Según las estimaciones del World Obesity Atlas 2025, elaboradas con datos de la Organización Mundial de la Salud (OMS) y el Ministerio de Salud de la Nación, cerca del 73% de las personas adultas argentinas tiene exceso de peso, y alrededor del 39 % padece obesidad. Estas cifras reflejan una tendencia en aumento en los últimos años y posicionan al país entre los que más rápido están creciendo en prevalencia de obesidad en América Latina.
Los más jóvenes tampoco escapan a este panorama. Datos oficiales del Ministerio de Salud de la Nación (2024) muestran que el 41,1 % de los niños, niñas y adolescentes de entre 5 y 17 años tiene sobrepeso u obesidad (20,7 % sobrepeso y 20,4 % obesidad). En los menores de cinco años, el exceso de peso afecta al 13,6 %, mientras que la baja talla alcanza al 7,9 %.
Estas cifras evidencian lo que se denomina “doble carga de malnutrición”: la coexistencia de déficits nutricionales con el aumento del sobrepeso y la obesidad. En muchos hogares argentinos, especialmente los de menores ingresos, se consumen alimentos de alta densidad calórica y bajo valor nutritivo, ricos en azúcares, grasas y sodio, desplazando a frutas, verduras y legumbres.
Enfermedades asociadas a una mala alimentación
Los efectos de una dieta desequilibrada no tardan en aparecer.
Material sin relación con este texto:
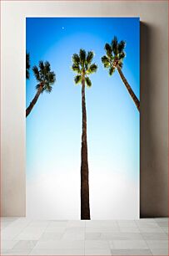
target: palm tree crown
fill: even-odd
[[[39,61],[38,67],[39,69],[37,66],[32,68],[35,78],[38,82],[36,89],[38,90],[39,87],[42,86],[42,93],[43,91],[50,93],[52,90],[52,85],[56,80],[56,74],[53,71],[51,71],[51,65],[48,61]]]
[[[82,83],[82,78],[84,77],[86,84],[87,87],[92,86],[92,81],[88,75],[95,73],[97,69],[97,65],[94,63],[92,64],[94,53],[89,51],[86,53],[84,49],[80,49],[79,54],[74,54],[72,55],[72,70],[77,74],[74,78],[75,84]]]
[[[123,59],[126,56],[124,52],[125,46],[125,41],[118,43],[116,36],[112,39],[111,44],[105,44],[106,55],[102,57],[102,61],[104,67],[109,69],[110,75],[114,73],[117,65],[121,69],[122,68]]]
[[[30,55],[28,53],[26,54],[26,78],[28,79],[30,77],[29,69],[30,69]]]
Las enfermedades crónicas no transmisibles (ECNT) como la diabetes tipo 2, la hipertensión arterial, las enfermedades cardiovasculares y algunos tipos de cáncer, son hoy responsables de más del 70 % de las muertes en el país, según el Ministerio de Salud de la Nación.
El exceso de peso constituye el principal factor de riesgo para la aparición de diabetes tipo 2, afección que afecta cada vez a personas más jóvenes. A su vez, una dieta rica en sodio y grasas saturadas, y pobre en fibra y frutas, favorece la hipertensión, la dislipidemia y las enfermedades cardiovasculares. Estas patologías son hoy las que más contribuyen a la mortalidad y a la pérdida de años de vida saludable en Argentina.
El hígado graso no alcohólico, estrechamente vinculado con el síndrome metabólico, también crece de manera sostenida. Se trata de una enfermedad silenciosa que puede evolucionar hacia daño hepático severo. En paralelo, la baja ingesta de micronutrientes como hierro, zinc o vitamina A sigue siendo un problema en la infancia, con repercusiones sobre el crecimiento, la inmunidad y el desarrollo cognitivo.
Un nuevo enfoque para diagnosticar la obesidad
La ciencia médica ha evolucionado en su comprensión de la obesidad, estableciendo una distinción crucial entre obesidad preclínica y clínica. Este nuevo paradigma representa un cambio fundamental en el abordaje de esta condición, reconociendo que el Índice de Masa Corporal (IMC) por sí solo resulta insuficiente para diagnosticarla a nivel individual. La nueva definición, impulsada por un consenso internacional de expertos, busca identificar tempranamente el exceso de grasa corporal y prevenir complicaciones antes de que la enfermedad se manifieste plenamente, permitiendo intervenciones más personalizadas y efectivas para cada paciente.